1. Field of the Invention
The present invention relates to a method for the autonomous determination of an inertial positional reference on board a guided projectile through the ascertaining and evaluating of pressure values in the surroundings of the projectile during the movement thereof along a ballistic trajectory. Moreover, the invention relates to an arrangement for the autonomous determination of an inertial positional reference on board a guided projectile which is launched in a ballistic trajectory through measuring of the pressure in the surroundings about the projectile.
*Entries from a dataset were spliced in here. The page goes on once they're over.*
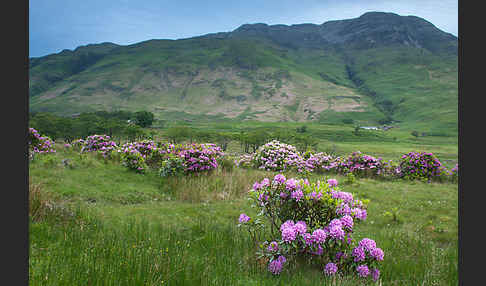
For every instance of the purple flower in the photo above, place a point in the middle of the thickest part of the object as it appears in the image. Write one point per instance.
(256, 186)
(368, 244)
(363, 270)
(358, 253)
(279, 178)
(291, 184)
(319, 251)
(288, 234)
(300, 227)
(244, 218)
(375, 274)
(340, 255)
(319, 235)
(308, 239)
(336, 232)
(377, 253)
(273, 246)
(275, 266)
(287, 224)
(265, 183)
(297, 195)
(347, 222)
(332, 182)
(330, 269)
(335, 222)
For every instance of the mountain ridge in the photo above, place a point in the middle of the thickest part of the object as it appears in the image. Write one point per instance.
(384, 59)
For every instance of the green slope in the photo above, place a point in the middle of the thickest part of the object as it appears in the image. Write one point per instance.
(379, 68)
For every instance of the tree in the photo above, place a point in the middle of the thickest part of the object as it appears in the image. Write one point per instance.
(144, 118)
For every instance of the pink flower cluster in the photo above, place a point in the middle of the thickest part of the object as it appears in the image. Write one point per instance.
(40, 144)
(318, 221)
(416, 165)
(200, 157)
(277, 156)
(101, 143)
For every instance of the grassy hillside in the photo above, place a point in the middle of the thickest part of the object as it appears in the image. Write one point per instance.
(376, 69)
(123, 228)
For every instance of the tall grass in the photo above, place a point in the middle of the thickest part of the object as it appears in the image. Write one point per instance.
(132, 253)
(127, 231)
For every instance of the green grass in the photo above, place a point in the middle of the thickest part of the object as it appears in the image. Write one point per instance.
(132, 229)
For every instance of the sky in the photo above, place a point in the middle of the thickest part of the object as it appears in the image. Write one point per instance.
(55, 25)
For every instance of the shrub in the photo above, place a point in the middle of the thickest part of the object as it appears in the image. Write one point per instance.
(226, 163)
(200, 157)
(361, 165)
(44, 205)
(420, 166)
(276, 156)
(133, 159)
(314, 221)
(172, 165)
(454, 173)
(98, 143)
(152, 154)
(321, 162)
(244, 161)
(39, 144)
2. Discussion of the Prior Art
Measures of the type which are under consideration herein, are essentially known from the disclosure of U.S. Pat. No. 4,606,514, which is jointly assigned to the common assignee of the present application and to the Martin-Marietta Corporation, Bethesda, Md. In that instance, the measurement of the pressure is implemented for the determination of the passage of the projectile through the apogee of the ballistic trajectory; in effect, through determining the timewise sequence of the first derivation in time of the altitude-dependent pressure detonation, which becomes zero during passing through the apogee. Inasmuch as, because of the ballistic conditions, the longitudinal axis of the projectile is oriented in a good approximation in parallel with the spatial horizontal during passage through the apogee, then through the determination of the point in time of the apogee there is determined a pitch position reference angle (namely, zero degrees) along the ballistic trajectory, which can be rendered available to the automatic pilot as an inertial reference for changing the projectile from the ballistic firing or launch trajectory into an extended target searching-gliding trajectory. Due to this autonomous on-board determination of a pitch position-reference angle, there is obviated the need, prior to the firing of the projectile from a weapon barrel or launch tube, to manually enter the starting conditions which determine the ballistic trajectory (namely, with respect to the elevation of the firing barrel or launch tube relative to the horizontal and with respect to the muzzle exit velocity dependent upon the firing charge), which especially under combat field conditions would lead to excessively error-susceptible handicaps in calculating the trajectory.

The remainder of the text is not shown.